Receptors for IL-8 differ in their ligand specificity: CXCR1 binds selectively to IL-8 and granulocyte chemotactic protein-2 with high affinity [24, 25], whereas CXCR2 binds with high affinity to IL-8 and other chemokines, such as neutrophil-activating peptide-2 and melanoma growth stimulatory activity [26, 27]. The IL-8-receptor system is a good example with which to show that chemokine receptors may regulate chemokine-mediated activities of the cell. In polymorphonuclear leukocytes, CXCR1 and CXCR2 mediate different functional responses to IL-8. Changes in intracellular calcium concentration ([Ca2+]i), the release of granule enzymes, and chemotaxis in response to IL-8 are mediated through both receptors. In contrast, O2- release and the activation of phospholipase D in response to IL-8 depend exclusively on CXCR1 [2831].
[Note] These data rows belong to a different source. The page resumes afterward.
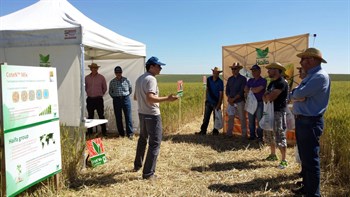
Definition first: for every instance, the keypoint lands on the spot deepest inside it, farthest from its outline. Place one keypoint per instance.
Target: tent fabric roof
(101, 42)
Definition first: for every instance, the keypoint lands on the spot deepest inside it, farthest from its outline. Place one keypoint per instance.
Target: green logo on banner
(45, 60)
(262, 53)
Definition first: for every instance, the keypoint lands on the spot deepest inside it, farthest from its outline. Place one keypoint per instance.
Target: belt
(94, 97)
(307, 117)
(120, 97)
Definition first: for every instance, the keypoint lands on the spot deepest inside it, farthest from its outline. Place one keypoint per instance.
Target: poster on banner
(31, 126)
(32, 154)
(204, 81)
(180, 88)
(96, 152)
(29, 95)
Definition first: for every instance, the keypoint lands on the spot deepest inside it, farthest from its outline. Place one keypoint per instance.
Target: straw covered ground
(190, 165)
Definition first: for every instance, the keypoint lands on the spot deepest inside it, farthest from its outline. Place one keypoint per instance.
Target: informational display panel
(31, 126)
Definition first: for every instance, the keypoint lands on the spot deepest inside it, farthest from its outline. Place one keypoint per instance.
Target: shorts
(278, 135)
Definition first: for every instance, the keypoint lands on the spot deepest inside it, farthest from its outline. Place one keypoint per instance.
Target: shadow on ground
(226, 166)
(220, 143)
(273, 184)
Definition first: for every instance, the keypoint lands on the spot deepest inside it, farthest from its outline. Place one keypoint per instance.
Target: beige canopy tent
(283, 50)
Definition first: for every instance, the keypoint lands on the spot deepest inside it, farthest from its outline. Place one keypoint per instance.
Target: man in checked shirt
(119, 90)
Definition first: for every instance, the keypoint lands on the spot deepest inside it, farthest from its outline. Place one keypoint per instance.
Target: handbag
(251, 103)
(290, 119)
(218, 123)
(267, 120)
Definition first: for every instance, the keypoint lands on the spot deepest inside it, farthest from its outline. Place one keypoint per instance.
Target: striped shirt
(95, 85)
(120, 87)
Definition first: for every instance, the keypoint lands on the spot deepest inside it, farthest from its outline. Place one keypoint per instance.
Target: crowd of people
(310, 100)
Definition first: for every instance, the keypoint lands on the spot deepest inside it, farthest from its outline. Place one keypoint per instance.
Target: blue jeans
(209, 109)
(308, 131)
(92, 104)
(151, 130)
(256, 117)
(123, 104)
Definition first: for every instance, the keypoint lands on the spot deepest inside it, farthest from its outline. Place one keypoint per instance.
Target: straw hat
(216, 69)
(236, 65)
(312, 52)
(276, 65)
(94, 65)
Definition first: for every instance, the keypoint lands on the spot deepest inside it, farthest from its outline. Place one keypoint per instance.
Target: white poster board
(31, 126)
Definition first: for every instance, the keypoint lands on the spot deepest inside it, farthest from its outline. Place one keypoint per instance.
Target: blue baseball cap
(118, 69)
(255, 67)
(154, 60)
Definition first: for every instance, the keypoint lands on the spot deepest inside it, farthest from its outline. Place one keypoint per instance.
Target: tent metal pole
(82, 100)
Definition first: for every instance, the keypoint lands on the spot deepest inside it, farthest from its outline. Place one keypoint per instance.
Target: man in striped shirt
(95, 87)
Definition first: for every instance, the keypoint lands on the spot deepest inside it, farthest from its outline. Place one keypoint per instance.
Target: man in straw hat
(257, 85)
(235, 97)
(95, 87)
(277, 92)
(146, 94)
(311, 99)
(214, 95)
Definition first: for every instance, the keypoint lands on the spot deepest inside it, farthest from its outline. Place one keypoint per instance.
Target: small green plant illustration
(96, 147)
(45, 60)
(19, 170)
(262, 53)
(46, 138)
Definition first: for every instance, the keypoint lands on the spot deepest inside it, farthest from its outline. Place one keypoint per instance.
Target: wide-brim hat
(276, 65)
(216, 69)
(154, 61)
(93, 65)
(312, 52)
(236, 65)
(255, 67)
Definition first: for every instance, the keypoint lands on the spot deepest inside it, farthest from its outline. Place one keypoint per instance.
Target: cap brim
(300, 55)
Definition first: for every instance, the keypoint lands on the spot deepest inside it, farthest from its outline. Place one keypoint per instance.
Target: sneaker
(299, 190)
(200, 133)
(136, 169)
(272, 157)
(215, 132)
(283, 164)
(151, 178)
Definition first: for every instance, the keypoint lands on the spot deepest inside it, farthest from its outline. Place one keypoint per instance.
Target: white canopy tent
(72, 41)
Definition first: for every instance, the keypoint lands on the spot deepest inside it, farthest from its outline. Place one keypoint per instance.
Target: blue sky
(188, 35)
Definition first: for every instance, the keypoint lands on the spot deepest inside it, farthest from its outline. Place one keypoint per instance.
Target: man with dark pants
(257, 85)
(146, 94)
(95, 87)
(119, 90)
(235, 97)
(277, 91)
(213, 101)
(310, 103)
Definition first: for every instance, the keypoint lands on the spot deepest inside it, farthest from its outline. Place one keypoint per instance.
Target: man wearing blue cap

The CXCR1 and CXCR2 show different characteristics of desensitization by their ligand IL-8. The affinity of CXCR1 for IL-8 is lower than that of CXCR2, and it requires 7- to 13-fold more IL-8 to down-regulate CXCR1 than CXCR2. The recovery rate of CXCR1 expression is rapid after desensitization by IL-8, whereas that of CXCR2 is slow. The rapid re-expression of CXCR1 suggests that this receptor may play a more active role in mediating IL-8 signal at the site of inflammation, where the concentration of IL-8 is high. On the other hand, the high-affinity CXCR2 may initiate the neutrophil migration in a distant area of inflammation, where the concentration of IL-8 is low [32]. This information may potentially explain why we found a much greater expression of CXCR1 in comparison to CXCR2: A high level of IL-8 production occurs in the human endometrium; therefore, CXCR1, by being relatively difficult to down-regulate and easy to re-express, becomes the predominant IL-8 receptor at this site.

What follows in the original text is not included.